In this story Jakob finds himself in a bizarre situation which the back of the book says is Kafkaesque but it isn’t really, because unlike a Kafka story you know why these bizarre situations are going on – he’s in a ghetto surrounded by the Nazis who want to kill them all. He says one lie and it snowballs into something enormous. That’s why it’s like a fable, like a children’s story. The difference is that you aren’t sure – the narrator isn’t sure – whether these outcomes are good or bad or whether the good outcomes outweigh the bad or whether the bad ones would have happened anyway.
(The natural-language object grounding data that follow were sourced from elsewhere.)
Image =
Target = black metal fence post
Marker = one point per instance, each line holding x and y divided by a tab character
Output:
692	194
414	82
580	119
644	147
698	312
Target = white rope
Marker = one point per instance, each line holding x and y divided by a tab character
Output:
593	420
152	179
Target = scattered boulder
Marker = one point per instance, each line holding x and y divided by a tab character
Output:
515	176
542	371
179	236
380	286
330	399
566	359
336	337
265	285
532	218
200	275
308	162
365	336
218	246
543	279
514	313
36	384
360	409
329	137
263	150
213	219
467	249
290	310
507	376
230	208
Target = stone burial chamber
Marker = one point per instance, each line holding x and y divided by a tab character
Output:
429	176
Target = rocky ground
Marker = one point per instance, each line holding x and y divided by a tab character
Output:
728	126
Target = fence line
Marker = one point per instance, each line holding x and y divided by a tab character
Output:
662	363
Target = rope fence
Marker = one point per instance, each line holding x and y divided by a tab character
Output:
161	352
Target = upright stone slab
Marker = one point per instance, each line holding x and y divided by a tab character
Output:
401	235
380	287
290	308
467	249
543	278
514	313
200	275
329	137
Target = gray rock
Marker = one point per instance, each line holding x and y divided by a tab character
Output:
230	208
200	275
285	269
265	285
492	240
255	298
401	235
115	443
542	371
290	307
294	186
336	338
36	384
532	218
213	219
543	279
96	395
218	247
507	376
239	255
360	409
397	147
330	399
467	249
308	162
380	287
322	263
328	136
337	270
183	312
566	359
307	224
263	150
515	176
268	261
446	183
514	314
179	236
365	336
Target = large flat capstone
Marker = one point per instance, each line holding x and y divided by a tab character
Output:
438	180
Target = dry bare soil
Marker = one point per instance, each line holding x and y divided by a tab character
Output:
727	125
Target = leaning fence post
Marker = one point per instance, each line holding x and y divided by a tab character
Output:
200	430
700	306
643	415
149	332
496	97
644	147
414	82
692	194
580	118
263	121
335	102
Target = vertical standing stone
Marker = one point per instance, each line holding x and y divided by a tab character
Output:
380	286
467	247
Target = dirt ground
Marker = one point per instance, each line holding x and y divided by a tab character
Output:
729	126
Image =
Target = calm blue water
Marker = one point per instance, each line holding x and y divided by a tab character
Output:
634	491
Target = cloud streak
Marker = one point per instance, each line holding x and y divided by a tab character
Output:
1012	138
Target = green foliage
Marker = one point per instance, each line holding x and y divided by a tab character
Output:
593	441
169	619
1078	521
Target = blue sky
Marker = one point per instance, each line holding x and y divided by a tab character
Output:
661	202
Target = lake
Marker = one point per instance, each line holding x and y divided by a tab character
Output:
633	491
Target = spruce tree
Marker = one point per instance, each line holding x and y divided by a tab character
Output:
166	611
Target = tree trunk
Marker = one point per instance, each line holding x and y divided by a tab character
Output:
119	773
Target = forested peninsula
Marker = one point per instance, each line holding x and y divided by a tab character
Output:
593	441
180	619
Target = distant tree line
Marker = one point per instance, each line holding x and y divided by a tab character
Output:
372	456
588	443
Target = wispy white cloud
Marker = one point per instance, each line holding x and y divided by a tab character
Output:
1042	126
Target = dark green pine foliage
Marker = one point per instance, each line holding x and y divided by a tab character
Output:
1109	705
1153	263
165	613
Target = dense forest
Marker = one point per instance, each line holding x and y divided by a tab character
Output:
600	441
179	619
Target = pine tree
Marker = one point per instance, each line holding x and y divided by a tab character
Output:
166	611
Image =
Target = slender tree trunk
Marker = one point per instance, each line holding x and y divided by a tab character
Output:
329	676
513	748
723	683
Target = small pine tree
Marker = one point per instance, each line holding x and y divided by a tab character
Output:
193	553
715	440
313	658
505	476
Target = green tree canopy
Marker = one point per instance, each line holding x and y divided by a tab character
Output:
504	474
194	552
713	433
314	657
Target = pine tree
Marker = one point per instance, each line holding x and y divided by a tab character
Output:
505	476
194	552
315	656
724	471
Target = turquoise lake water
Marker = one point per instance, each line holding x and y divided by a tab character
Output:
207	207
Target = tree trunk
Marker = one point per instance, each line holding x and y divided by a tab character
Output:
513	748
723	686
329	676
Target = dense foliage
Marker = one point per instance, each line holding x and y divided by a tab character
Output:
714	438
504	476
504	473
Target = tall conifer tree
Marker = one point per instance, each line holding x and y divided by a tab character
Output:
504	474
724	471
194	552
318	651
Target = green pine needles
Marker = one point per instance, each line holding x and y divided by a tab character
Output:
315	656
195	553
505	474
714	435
When his friend finds out the truth, he kills himself; and the most powerful part in the story is when the narrator says to Jakob, ‘ “The point is not that you’re to blame for Kowalski’s death, but that he has to thank you for having stayed alive up to that day.” “Yes I know,” was Jakob’s response, “but none of that helps.”’ And none of it does help, in the end; because after his friend’s death, he keeps the lie going, as long as he can; but they’re all deported to the camps anyway. So does it make a difference, that he kept hope going that long?

Apart from Jakob there are a number of characters – Lina, the little girl, Mischa, a young man, Rosa, his lover – and they’re all drawn beautifully. Everything can be seen clearly, every chair in every room, and all presented without sentiment. It is a small story within a big one, and that’s ambitious, because it quite powerfully presents the small ordinary lives that went on during that horrific time.